Almost half the British public think that drones ‘make it too easy for Western governments to conduct military strikes in foreign countries’, but are split on the question of whether such strikes have made the west more or less safe overall, recent polls have revealed.
On the other hand, almost a third (32%) of Britons — and 40% of Conservatives — would support the UK government assisting a drone strike ‘to kill a known terrorist overseas’ even if it were ‘likely that 10-15 innocent civilians might be killed’.
39% say that drones ‘give Western politicians too much personal power to pick and choose who is killed
YouGov conducted six surveys on British attitudes towards drone strikes, between 26 February and 8 March, and its academic director, Joel Rogers, has claimed that they demonstrate that ‘public concern and uncertainty is more focused towards the terms and conditions of current drone policy, rather than the fundamental principle of targeted killing with drones.’
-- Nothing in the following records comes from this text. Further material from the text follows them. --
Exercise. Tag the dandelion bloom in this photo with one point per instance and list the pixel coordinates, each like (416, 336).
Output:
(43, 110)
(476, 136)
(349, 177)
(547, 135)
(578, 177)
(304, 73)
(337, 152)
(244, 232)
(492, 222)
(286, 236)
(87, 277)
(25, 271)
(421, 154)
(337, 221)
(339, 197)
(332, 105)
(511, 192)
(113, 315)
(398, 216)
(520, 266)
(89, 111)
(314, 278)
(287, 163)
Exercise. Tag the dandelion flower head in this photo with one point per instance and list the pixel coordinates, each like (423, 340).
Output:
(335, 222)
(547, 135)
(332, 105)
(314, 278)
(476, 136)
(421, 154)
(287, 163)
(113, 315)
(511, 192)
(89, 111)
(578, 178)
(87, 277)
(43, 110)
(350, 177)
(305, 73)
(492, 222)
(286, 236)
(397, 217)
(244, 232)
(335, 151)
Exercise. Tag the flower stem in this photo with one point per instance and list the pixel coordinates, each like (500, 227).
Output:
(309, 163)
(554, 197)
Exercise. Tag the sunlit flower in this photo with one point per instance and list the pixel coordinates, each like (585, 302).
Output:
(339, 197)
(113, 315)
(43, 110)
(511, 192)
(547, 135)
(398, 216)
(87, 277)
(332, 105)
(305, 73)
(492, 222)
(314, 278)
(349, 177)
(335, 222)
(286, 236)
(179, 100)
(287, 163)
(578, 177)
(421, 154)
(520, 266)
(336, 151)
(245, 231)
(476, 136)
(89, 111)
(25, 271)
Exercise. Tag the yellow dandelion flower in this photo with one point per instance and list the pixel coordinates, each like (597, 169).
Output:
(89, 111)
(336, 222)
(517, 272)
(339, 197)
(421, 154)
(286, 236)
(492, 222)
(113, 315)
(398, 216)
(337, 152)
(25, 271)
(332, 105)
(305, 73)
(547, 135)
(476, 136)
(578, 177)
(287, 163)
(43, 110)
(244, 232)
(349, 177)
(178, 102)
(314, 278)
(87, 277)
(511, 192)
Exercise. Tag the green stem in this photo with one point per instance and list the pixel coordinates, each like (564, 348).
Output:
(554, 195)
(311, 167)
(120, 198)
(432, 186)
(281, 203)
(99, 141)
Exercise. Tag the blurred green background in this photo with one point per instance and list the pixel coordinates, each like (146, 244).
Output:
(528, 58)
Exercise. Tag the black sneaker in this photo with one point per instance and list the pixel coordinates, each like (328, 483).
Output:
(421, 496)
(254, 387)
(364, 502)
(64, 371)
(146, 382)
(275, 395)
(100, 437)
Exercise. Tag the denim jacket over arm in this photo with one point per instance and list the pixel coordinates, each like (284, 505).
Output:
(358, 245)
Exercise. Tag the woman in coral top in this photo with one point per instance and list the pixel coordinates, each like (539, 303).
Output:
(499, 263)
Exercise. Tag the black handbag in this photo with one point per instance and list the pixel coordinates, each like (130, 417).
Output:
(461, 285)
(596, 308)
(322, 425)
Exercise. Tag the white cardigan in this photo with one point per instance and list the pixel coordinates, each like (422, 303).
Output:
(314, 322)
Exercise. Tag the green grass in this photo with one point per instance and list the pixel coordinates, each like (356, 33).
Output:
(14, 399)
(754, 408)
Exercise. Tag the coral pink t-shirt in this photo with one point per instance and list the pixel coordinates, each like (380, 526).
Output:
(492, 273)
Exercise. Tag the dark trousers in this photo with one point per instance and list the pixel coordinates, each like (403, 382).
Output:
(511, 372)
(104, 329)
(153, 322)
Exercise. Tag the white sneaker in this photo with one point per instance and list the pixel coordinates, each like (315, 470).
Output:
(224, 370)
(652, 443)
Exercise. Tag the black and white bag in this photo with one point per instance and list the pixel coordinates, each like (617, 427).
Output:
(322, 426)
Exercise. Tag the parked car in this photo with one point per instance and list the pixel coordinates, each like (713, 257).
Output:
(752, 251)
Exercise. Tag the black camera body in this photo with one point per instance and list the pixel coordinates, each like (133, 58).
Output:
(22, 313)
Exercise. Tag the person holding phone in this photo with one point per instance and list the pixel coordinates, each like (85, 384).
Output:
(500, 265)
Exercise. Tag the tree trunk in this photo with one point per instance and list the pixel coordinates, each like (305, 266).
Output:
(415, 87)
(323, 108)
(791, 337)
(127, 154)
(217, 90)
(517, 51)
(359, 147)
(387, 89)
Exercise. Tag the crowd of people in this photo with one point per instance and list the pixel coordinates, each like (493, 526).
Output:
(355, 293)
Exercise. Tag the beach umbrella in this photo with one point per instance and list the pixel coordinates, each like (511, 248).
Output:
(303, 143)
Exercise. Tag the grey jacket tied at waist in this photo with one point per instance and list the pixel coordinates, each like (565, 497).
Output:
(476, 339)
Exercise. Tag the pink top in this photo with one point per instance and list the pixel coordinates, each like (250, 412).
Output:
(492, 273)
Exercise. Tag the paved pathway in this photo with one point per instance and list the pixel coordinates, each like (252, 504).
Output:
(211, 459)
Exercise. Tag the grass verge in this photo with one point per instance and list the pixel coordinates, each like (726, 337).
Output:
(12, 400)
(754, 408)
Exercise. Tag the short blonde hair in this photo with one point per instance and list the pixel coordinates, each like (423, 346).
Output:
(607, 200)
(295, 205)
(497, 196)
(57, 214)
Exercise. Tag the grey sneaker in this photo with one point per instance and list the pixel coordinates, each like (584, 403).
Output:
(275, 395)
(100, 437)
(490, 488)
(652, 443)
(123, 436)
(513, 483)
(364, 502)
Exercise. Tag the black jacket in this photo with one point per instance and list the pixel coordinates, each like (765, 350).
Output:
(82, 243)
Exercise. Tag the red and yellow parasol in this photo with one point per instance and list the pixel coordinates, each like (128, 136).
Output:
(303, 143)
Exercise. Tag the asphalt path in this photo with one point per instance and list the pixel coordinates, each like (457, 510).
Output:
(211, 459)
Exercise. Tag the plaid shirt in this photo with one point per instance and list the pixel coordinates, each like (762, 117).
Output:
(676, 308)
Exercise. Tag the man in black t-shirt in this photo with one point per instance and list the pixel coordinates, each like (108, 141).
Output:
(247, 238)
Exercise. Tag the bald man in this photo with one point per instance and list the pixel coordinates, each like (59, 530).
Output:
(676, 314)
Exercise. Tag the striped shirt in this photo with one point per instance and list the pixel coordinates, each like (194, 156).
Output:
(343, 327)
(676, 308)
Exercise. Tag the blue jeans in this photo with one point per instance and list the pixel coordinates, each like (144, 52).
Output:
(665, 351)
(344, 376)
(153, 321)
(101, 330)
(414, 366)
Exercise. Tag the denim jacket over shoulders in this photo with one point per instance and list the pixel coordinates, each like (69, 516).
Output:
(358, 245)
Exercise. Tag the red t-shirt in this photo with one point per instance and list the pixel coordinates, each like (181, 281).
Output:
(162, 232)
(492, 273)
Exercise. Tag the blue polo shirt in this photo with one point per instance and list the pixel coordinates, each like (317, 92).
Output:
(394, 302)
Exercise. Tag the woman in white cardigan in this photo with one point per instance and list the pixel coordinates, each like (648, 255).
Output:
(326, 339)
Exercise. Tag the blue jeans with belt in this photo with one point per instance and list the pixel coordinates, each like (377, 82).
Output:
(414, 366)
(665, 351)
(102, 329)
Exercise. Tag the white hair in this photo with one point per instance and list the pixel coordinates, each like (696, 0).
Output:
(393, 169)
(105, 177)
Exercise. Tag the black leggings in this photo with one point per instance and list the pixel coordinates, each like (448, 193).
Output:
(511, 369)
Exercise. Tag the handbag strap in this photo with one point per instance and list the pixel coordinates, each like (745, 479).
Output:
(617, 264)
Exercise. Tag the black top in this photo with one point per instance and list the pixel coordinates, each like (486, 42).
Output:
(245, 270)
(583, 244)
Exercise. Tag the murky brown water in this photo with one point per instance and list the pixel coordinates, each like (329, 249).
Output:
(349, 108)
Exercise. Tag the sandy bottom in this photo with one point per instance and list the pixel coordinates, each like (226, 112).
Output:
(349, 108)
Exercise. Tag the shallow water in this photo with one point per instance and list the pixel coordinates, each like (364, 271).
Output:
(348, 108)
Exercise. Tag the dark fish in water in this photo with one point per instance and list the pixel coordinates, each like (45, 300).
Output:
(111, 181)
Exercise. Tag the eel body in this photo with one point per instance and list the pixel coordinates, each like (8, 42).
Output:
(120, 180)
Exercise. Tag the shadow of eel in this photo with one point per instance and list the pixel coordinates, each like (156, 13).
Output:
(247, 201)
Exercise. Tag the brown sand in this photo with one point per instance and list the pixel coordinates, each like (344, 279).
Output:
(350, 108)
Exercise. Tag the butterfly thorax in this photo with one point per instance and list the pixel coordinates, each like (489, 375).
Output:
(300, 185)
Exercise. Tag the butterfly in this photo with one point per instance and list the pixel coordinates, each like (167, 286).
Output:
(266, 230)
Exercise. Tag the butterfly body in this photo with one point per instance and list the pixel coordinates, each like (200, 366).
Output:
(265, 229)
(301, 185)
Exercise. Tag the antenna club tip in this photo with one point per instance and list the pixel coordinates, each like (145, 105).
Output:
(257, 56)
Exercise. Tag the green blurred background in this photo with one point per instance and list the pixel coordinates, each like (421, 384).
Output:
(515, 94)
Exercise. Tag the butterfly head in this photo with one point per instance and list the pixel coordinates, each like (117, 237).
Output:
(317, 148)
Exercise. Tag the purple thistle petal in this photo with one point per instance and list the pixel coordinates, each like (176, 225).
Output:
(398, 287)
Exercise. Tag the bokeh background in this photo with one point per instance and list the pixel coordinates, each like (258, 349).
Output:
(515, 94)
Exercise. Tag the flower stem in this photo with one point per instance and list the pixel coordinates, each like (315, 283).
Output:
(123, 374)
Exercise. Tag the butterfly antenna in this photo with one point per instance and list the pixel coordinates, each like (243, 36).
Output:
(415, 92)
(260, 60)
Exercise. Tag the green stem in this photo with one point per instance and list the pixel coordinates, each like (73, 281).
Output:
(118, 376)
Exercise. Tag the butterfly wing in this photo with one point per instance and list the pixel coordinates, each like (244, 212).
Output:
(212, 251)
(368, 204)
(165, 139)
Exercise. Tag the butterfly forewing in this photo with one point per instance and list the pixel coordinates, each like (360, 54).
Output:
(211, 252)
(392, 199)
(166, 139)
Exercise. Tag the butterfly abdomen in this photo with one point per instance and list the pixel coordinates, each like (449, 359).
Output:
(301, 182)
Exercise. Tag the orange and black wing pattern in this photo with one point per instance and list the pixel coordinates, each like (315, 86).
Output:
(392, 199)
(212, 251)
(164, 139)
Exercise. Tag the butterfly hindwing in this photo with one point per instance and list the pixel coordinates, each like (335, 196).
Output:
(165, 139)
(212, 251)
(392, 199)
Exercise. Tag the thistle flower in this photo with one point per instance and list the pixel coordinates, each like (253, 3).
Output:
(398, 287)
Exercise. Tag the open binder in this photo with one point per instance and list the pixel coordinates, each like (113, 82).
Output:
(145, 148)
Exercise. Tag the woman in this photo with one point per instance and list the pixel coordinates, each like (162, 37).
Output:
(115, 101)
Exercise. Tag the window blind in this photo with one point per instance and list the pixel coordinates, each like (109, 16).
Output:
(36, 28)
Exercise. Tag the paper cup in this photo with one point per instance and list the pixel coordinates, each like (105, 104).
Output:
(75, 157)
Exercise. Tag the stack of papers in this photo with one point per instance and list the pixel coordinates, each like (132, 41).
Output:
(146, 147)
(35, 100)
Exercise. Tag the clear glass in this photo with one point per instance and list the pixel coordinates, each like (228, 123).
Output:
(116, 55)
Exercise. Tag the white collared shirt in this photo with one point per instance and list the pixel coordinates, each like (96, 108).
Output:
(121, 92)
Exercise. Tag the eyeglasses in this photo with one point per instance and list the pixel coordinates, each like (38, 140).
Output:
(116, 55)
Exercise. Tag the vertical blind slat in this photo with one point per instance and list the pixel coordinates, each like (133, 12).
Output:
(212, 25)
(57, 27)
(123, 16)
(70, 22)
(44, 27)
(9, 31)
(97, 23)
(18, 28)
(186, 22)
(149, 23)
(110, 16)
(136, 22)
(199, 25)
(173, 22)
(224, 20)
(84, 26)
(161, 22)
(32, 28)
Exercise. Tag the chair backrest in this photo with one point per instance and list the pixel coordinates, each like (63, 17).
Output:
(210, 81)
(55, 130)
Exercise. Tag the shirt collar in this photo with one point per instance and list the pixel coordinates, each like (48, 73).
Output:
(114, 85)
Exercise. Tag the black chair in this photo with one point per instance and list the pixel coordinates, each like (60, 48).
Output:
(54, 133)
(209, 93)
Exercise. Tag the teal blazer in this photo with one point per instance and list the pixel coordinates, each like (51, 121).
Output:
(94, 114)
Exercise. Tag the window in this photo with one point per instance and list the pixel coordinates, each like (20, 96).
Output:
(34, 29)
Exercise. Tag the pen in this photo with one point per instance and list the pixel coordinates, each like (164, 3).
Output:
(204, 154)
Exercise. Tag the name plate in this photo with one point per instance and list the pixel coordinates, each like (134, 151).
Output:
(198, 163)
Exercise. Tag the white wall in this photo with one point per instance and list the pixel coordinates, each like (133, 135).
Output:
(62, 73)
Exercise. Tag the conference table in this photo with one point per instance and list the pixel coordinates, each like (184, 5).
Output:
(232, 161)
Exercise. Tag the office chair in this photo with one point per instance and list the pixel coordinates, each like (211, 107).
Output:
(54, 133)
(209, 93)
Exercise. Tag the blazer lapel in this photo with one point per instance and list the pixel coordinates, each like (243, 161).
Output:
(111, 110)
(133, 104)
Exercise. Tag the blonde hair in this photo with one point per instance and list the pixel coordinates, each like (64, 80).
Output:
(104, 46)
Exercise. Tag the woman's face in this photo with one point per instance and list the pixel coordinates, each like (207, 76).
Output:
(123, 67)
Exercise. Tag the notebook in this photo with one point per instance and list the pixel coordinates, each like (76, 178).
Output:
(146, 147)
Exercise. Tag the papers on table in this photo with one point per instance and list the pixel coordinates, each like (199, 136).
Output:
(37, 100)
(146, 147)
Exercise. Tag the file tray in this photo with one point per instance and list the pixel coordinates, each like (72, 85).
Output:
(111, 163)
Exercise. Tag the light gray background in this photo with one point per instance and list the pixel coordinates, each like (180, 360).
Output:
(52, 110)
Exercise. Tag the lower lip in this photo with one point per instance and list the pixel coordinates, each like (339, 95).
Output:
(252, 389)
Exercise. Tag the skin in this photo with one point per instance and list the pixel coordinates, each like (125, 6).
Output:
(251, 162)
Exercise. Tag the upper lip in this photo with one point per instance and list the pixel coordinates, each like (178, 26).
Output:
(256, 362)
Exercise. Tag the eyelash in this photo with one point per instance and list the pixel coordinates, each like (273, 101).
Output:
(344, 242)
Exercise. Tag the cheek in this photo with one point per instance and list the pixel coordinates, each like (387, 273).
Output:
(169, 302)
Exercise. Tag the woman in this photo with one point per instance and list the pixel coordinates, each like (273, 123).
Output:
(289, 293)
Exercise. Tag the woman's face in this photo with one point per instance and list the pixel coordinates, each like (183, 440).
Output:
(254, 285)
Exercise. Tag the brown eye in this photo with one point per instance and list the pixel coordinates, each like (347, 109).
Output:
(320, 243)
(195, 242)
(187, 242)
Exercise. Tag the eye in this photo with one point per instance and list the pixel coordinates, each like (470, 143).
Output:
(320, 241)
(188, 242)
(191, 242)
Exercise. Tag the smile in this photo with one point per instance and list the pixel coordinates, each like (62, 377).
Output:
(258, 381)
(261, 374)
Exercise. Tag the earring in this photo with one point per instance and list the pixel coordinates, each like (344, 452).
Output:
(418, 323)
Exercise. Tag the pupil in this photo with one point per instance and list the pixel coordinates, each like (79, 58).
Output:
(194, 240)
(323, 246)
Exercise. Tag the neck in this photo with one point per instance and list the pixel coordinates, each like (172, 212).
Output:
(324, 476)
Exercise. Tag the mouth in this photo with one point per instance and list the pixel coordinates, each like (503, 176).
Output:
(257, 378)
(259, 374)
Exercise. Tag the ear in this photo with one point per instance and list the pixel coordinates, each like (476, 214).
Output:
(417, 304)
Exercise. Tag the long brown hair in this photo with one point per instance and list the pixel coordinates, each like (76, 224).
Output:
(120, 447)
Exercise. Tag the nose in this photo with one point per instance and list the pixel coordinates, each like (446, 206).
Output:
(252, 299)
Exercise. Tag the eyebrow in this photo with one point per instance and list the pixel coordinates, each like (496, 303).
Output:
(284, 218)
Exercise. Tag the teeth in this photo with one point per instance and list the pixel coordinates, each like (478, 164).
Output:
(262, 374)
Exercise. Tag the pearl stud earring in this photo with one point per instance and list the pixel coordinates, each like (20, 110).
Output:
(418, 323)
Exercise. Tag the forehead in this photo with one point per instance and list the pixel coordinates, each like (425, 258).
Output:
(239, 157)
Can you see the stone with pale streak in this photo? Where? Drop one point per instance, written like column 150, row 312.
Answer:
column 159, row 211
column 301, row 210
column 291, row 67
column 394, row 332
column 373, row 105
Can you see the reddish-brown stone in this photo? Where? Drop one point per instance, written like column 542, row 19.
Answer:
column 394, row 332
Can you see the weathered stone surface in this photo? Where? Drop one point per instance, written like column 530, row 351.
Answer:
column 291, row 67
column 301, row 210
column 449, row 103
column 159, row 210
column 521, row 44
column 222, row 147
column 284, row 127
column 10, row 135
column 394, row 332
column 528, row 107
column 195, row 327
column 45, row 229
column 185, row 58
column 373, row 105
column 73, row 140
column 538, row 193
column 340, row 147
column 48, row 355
Examining the details, however, these polls would appear to tell us very little about people’s attitudes to real-world drone strikes.
For example, 75% of people said that they would support the UK government ‘assisting’ in a drone strike against ‘a known terrorist in Yemen’ if: (a) ‘a terrorist attack against the UK was imminent and could be stopped’ by the strike; and (b) ‘it were guaranteed that no innocent civilians would be killed’.
In reality, many drone strikes do not have ‘a known terrorist’ (whatever that means) as their target.
Indeed, as Amnesty International and Human Rights Watch (HRW) noted in a recent letter to US president Barack Obama, so-called ‘signature strikes’ are ‘based on observation of patterns of behaviour and other “signatures” ... [and] do not appear to require specific knowledge about an indvidual’s participation in hostilities or an imminent threat’.
Fleming or Orwell?
Moreover, the ‘imminent’ terrorist attack against the UK that can be stopped by a drone strike in Yemen – a variation on the infamous ‘ticking time-bomb scenario’ used by apologists for torture – is pure fantasy, fit only for a James Bond film. (Nonetheless, as Amnesty notes, the US is now attempting to close this gap by ‘broadening’ the meaning of ‘imminent’ to encompass ‘a perceived danger that may be realised at an undefined point in the future; or based on a group’s generalized intent to use force against the United States, even if the US government is not aware of that group’s planning toward a specific attack against the United States’.)
Finally, the ‘guarantee’ of no civilan deaths is similarly fantastical, whether in Yemen (where at least 12 civilians, including 2 children, have been killed in reported drone strikes), in Pakistan (where over 400 civilians have been killed and the CIA targets those attempting to rescue the victims of its attacks) or anywhere else.
Nonetheless, the polls did produce some interesting results.
There was agreement from 47% of people that drones make it ‘too easy’ for the west to conduct military strikes abroad (13% disagreed), and from 39% that they ‘give Western politicians too much personal power to pick and choose who is killed’ (15% disagreed).
These judgements are almost certainly correct.
As Kurt Volker, the former US permanent representative to NATO, put it last year: ‘[D]rone strikes [allow] our opponents to cast our country as a distant, high-tech, amoral purveyor of death. It builds resentment, facilitates terrorist recruitment and alienates those we should seek to inspire. Drone strikes may decapitate terrorist organisations, but they do not solve our terrorist problem. In fact, drone use may prolong it. Even though there is no immediate retaliation, in the long run the contributions to radicalisation through drone use may put more lives at risk.’